$ git clone https://github.com/refraction-ray/vm-cluster.git
$ cd vm-cluster
# after editing vars_default.sh
$ sudo ./vm-cluster cluster-up # build up a VM cluster
# now you can ssh into VMs, and play around
$ sudo ./vm-cluster nodes-add 3 4 # add the third and fourth VM as compute nodes to the cluster
$ sudo ./vm-cluster cluster-down # tear down the whole VM cluster
You should have a host Linux machine with KVM module enabled. You should also have some packages installed. For Ubuntu, you can apt install qemu-kvm libvirt-bin virtinst ansible
.
The bash script makes use of virsh interface to provision KVM based VMs and utilizes ansible playbooks to further configure the cluster.
In the first provision phase, we use the official Ubuntu cloud image and also make .iso file to provide data for cloud init within VM.
In the second configuration phase, we apply several ansible-playbooks on VM, and build a full featured HPC cluster with well configured slurm work load manager.

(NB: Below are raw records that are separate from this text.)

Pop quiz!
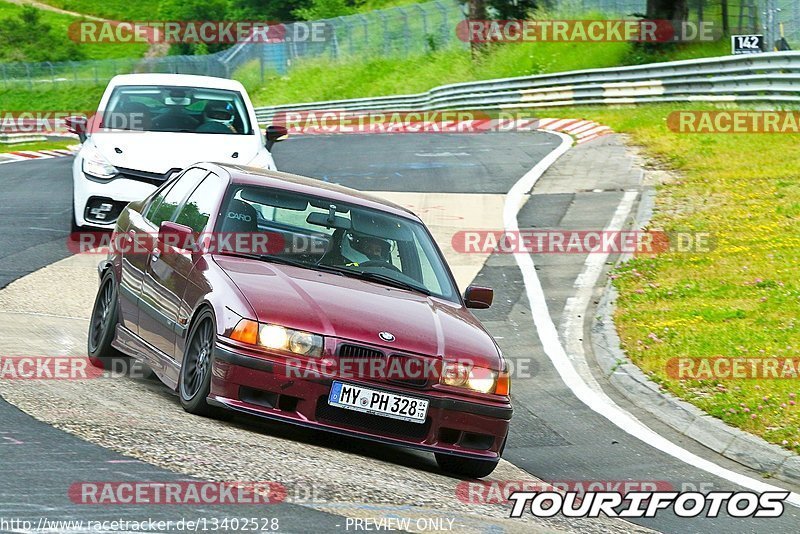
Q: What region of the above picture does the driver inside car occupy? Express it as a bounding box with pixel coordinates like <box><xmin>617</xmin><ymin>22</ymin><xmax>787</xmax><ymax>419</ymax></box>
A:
<box><xmin>197</xmin><ymin>100</ymin><xmax>239</xmax><ymax>134</ymax></box>
<box><xmin>347</xmin><ymin>233</ymin><xmax>392</xmax><ymax>266</ymax></box>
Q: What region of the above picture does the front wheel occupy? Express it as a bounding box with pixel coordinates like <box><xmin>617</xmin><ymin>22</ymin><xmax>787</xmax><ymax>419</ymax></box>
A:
<box><xmin>88</xmin><ymin>270</ymin><xmax>122</xmax><ymax>369</ymax></box>
<box><xmin>178</xmin><ymin>310</ymin><xmax>224</xmax><ymax>418</ymax></box>
<box><xmin>435</xmin><ymin>452</ymin><xmax>499</xmax><ymax>478</ymax></box>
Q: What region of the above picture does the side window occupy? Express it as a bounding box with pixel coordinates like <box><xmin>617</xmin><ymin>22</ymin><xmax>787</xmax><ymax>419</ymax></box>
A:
<box><xmin>414</xmin><ymin>238</ymin><xmax>442</xmax><ymax>294</ymax></box>
<box><xmin>147</xmin><ymin>169</ymin><xmax>208</xmax><ymax>226</ymax></box>
<box><xmin>144</xmin><ymin>182</ymin><xmax>175</xmax><ymax>221</ymax></box>
<box><xmin>175</xmin><ymin>173</ymin><xmax>222</xmax><ymax>232</ymax></box>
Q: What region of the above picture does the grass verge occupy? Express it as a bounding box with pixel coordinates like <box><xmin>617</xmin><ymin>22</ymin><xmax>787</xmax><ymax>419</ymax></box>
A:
<box><xmin>510</xmin><ymin>105</ymin><xmax>800</xmax><ymax>453</ymax></box>
<box><xmin>0</xmin><ymin>139</ymin><xmax>78</xmax><ymax>154</ymax></box>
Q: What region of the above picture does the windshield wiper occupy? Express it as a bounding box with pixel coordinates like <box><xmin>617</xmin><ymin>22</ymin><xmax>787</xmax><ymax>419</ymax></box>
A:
<box><xmin>337</xmin><ymin>269</ymin><xmax>432</xmax><ymax>295</ymax></box>
<box><xmin>258</xmin><ymin>254</ymin><xmax>343</xmax><ymax>275</ymax></box>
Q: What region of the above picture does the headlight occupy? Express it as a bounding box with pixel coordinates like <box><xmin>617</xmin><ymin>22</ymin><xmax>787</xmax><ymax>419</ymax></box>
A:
<box><xmin>439</xmin><ymin>362</ymin><xmax>500</xmax><ymax>393</ymax></box>
<box><xmin>82</xmin><ymin>147</ymin><xmax>119</xmax><ymax>180</ymax></box>
<box><xmin>231</xmin><ymin>319</ymin><xmax>323</xmax><ymax>358</ymax></box>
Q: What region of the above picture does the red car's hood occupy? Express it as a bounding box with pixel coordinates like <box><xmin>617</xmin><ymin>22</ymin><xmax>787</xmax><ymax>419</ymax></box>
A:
<box><xmin>214</xmin><ymin>256</ymin><xmax>500</xmax><ymax>369</ymax></box>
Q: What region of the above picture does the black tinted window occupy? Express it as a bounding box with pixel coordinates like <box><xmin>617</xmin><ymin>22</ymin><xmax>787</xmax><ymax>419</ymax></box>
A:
<box><xmin>147</xmin><ymin>169</ymin><xmax>208</xmax><ymax>226</ymax></box>
<box><xmin>175</xmin><ymin>174</ymin><xmax>221</xmax><ymax>232</ymax></box>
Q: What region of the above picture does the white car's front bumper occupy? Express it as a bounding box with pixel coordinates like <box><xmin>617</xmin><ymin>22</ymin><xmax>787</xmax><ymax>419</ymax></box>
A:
<box><xmin>72</xmin><ymin>156</ymin><xmax>158</xmax><ymax>229</ymax></box>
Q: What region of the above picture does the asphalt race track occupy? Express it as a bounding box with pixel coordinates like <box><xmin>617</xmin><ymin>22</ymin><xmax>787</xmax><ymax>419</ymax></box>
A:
<box><xmin>0</xmin><ymin>132</ymin><xmax>800</xmax><ymax>533</ymax></box>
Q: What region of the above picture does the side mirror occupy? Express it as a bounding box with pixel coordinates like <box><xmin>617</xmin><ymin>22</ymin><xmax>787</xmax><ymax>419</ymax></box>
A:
<box><xmin>464</xmin><ymin>286</ymin><xmax>494</xmax><ymax>310</ymax></box>
<box><xmin>264</xmin><ymin>124</ymin><xmax>289</xmax><ymax>150</ymax></box>
<box><xmin>64</xmin><ymin>115</ymin><xmax>89</xmax><ymax>143</ymax></box>
<box><xmin>158</xmin><ymin>221</ymin><xmax>195</xmax><ymax>252</ymax></box>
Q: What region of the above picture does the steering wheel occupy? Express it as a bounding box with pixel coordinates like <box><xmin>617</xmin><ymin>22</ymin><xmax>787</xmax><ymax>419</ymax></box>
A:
<box><xmin>358</xmin><ymin>260</ymin><xmax>403</xmax><ymax>274</ymax></box>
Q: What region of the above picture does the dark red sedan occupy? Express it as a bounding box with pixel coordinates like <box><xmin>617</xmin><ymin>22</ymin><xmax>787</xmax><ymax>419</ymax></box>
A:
<box><xmin>89</xmin><ymin>163</ymin><xmax>512</xmax><ymax>477</ymax></box>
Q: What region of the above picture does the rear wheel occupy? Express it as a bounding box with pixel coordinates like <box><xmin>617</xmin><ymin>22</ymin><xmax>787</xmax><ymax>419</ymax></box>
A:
<box><xmin>88</xmin><ymin>270</ymin><xmax>122</xmax><ymax>369</ymax></box>
<box><xmin>178</xmin><ymin>310</ymin><xmax>226</xmax><ymax>417</ymax></box>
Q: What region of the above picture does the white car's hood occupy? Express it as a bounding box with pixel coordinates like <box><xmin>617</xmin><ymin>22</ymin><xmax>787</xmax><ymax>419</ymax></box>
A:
<box><xmin>91</xmin><ymin>132</ymin><xmax>265</xmax><ymax>174</ymax></box>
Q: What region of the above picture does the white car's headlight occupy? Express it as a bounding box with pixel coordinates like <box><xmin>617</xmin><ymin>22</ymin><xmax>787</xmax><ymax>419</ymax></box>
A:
<box><xmin>82</xmin><ymin>147</ymin><xmax>119</xmax><ymax>180</ymax></box>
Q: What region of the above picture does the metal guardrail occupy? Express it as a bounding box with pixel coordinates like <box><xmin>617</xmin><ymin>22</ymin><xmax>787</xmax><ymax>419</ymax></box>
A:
<box><xmin>256</xmin><ymin>52</ymin><xmax>800</xmax><ymax>123</ymax></box>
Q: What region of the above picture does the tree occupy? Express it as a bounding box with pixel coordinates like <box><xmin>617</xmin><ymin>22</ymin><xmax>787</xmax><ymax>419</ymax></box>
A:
<box><xmin>645</xmin><ymin>0</ymin><xmax>689</xmax><ymax>21</ymax></box>
<box><xmin>292</xmin><ymin>0</ymin><xmax>363</xmax><ymax>20</ymax></box>
<box><xmin>228</xmin><ymin>0</ymin><xmax>311</xmax><ymax>22</ymax></box>
<box><xmin>487</xmin><ymin>0</ymin><xmax>540</xmax><ymax>20</ymax></box>
<box><xmin>159</xmin><ymin>0</ymin><xmax>230</xmax><ymax>55</ymax></box>
<box><xmin>720</xmin><ymin>0</ymin><xmax>731</xmax><ymax>35</ymax></box>
<box><xmin>0</xmin><ymin>5</ymin><xmax>84</xmax><ymax>62</ymax></box>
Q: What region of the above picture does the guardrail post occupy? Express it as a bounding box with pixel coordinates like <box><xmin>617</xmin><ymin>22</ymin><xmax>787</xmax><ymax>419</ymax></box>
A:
<box><xmin>400</xmin><ymin>8</ymin><xmax>411</xmax><ymax>56</ymax></box>
<box><xmin>358</xmin><ymin>15</ymin><xmax>370</xmax><ymax>56</ymax></box>
<box><xmin>412</xmin><ymin>4</ymin><xmax>428</xmax><ymax>52</ymax></box>
<box><xmin>436</xmin><ymin>0</ymin><xmax>450</xmax><ymax>46</ymax></box>
<box><xmin>376</xmin><ymin>11</ymin><xmax>391</xmax><ymax>56</ymax></box>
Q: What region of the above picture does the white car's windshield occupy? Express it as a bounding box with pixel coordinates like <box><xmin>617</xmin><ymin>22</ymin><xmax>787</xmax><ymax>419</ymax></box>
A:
<box><xmin>217</xmin><ymin>185</ymin><xmax>458</xmax><ymax>301</ymax></box>
<box><xmin>101</xmin><ymin>85</ymin><xmax>252</xmax><ymax>135</ymax></box>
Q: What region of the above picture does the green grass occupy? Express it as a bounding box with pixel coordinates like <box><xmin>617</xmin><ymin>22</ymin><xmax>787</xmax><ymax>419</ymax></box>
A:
<box><xmin>506</xmin><ymin>104</ymin><xmax>800</xmax><ymax>452</ymax></box>
<box><xmin>0</xmin><ymin>0</ymin><xmax>148</xmax><ymax>60</ymax></box>
<box><xmin>34</xmin><ymin>0</ymin><xmax>161</xmax><ymax>20</ymax></box>
<box><xmin>0</xmin><ymin>84</ymin><xmax>105</xmax><ymax>111</ymax></box>
<box><xmin>248</xmin><ymin>36</ymin><xmax>726</xmax><ymax>105</ymax></box>
<box><xmin>39</xmin><ymin>0</ymin><xmax>427</xmax><ymax>20</ymax></box>
<box><xmin>0</xmin><ymin>139</ymin><xmax>78</xmax><ymax>154</ymax></box>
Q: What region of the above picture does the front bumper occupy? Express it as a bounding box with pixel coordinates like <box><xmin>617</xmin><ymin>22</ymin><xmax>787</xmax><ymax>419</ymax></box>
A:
<box><xmin>208</xmin><ymin>344</ymin><xmax>513</xmax><ymax>461</ymax></box>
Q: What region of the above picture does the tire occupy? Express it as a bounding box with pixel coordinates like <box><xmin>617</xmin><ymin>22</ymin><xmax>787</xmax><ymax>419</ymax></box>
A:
<box><xmin>178</xmin><ymin>310</ymin><xmax>228</xmax><ymax>418</ymax></box>
<box><xmin>435</xmin><ymin>452</ymin><xmax>499</xmax><ymax>478</ymax></box>
<box><xmin>87</xmin><ymin>270</ymin><xmax>123</xmax><ymax>369</ymax></box>
<box><xmin>69</xmin><ymin>204</ymin><xmax>81</xmax><ymax>236</ymax></box>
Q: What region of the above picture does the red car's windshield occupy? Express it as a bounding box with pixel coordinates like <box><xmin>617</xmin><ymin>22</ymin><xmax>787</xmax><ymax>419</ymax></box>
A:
<box><xmin>217</xmin><ymin>185</ymin><xmax>458</xmax><ymax>301</ymax></box>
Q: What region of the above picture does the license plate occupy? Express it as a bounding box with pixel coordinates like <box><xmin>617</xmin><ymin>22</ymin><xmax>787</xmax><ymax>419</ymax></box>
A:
<box><xmin>328</xmin><ymin>381</ymin><xmax>428</xmax><ymax>423</ymax></box>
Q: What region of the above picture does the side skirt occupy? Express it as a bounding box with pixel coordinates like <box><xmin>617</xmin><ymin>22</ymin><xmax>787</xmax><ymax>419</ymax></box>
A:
<box><xmin>111</xmin><ymin>324</ymin><xmax>181</xmax><ymax>389</ymax></box>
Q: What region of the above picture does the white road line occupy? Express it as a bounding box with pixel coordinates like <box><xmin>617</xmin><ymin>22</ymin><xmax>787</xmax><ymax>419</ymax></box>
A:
<box><xmin>561</xmin><ymin>191</ymin><xmax>639</xmax><ymax>395</ymax></box>
<box><xmin>503</xmin><ymin>133</ymin><xmax>800</xmax><ymax>507</ymax></box>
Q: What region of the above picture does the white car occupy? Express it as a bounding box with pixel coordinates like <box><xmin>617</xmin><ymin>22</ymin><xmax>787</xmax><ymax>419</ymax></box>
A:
<box><xmin>67</xmin><ymin>74</ymin><xmax>286</xmax><ymax>231</ymax></box>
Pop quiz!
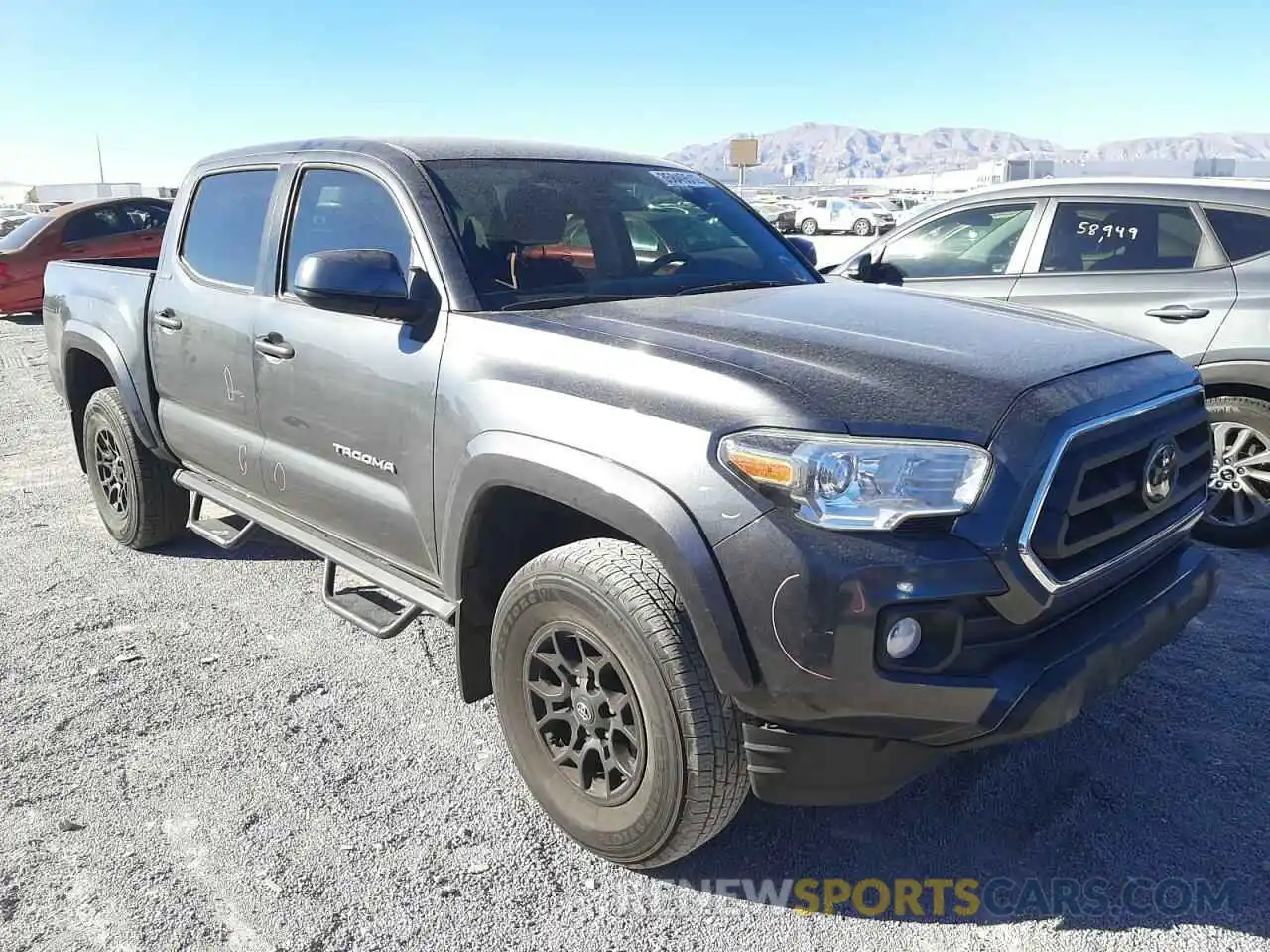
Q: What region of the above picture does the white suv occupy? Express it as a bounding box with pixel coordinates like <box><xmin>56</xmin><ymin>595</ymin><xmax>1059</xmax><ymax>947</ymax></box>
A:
<box><xmin>794</xmin><ymin>198</ymin><xmax>895</xmax><ymax>235</ymax></box>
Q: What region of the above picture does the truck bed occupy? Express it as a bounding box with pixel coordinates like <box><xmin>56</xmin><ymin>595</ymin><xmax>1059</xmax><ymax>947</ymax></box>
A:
<box><xmin>44</xmin><ymin>258</ymin><xmax>159</xmax><ymax>451</ymax></box>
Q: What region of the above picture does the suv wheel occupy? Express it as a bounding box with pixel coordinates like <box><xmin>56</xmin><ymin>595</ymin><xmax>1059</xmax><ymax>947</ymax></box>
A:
<box><xmin>1195</xmin><ymin>396</ymin><xmax>1270</xmax><ymax>548</ymax></box>
<box><xmin>491</xmin><ymin>539</ymin><xmax>749</xmax><ymax>869</ymax></box>
<box><xmin>83</xmin><ymin>387</ymin><xmax>190</xmax><ymax>549</ymax></box>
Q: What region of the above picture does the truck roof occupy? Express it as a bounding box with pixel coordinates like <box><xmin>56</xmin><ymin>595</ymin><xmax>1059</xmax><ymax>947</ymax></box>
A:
<box><xmin>195</xmin><ymin>136</ymin><xmax>686</xmax><ymax>169</ymax></box>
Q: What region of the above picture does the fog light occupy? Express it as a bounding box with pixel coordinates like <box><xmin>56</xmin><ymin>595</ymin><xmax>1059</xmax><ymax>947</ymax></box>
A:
<box><xmin>886</xmin><ymin>618</ymin><xmax>922</xmax><ymax>661</ymax></box>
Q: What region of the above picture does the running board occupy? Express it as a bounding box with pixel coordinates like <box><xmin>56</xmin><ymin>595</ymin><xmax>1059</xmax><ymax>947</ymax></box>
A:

The first place you have to go is vars_default.sh
. Here you can edit the variables, specifically, you must specify a pair of ssh keys, public key string as variable sshkey
, absolute path of secret key file as variable keyfile
. You can only ssh into VMs, after you properly configured ssh key pairs at the beginning. The default ip for the master VM node is 192.168.100.100
, which can be tuned by ip24
for a different ip prefix.
Furthermore, if you want to have finer control on the configuration of VM, you can customize ansible roles by hand and even change the template files in bootstrap
. You may particularly be interested in slurm.conf
in bootstrap/roles/slurm/template/
.
Only tested on the combination of KVM based VM, Ubuntu OS and bash for host. And ansible playbooks are specially designed for Ubuntu18.04 on VM side. I have no intention to make the script more robust or platform agnostic. But PRs on this are welcome.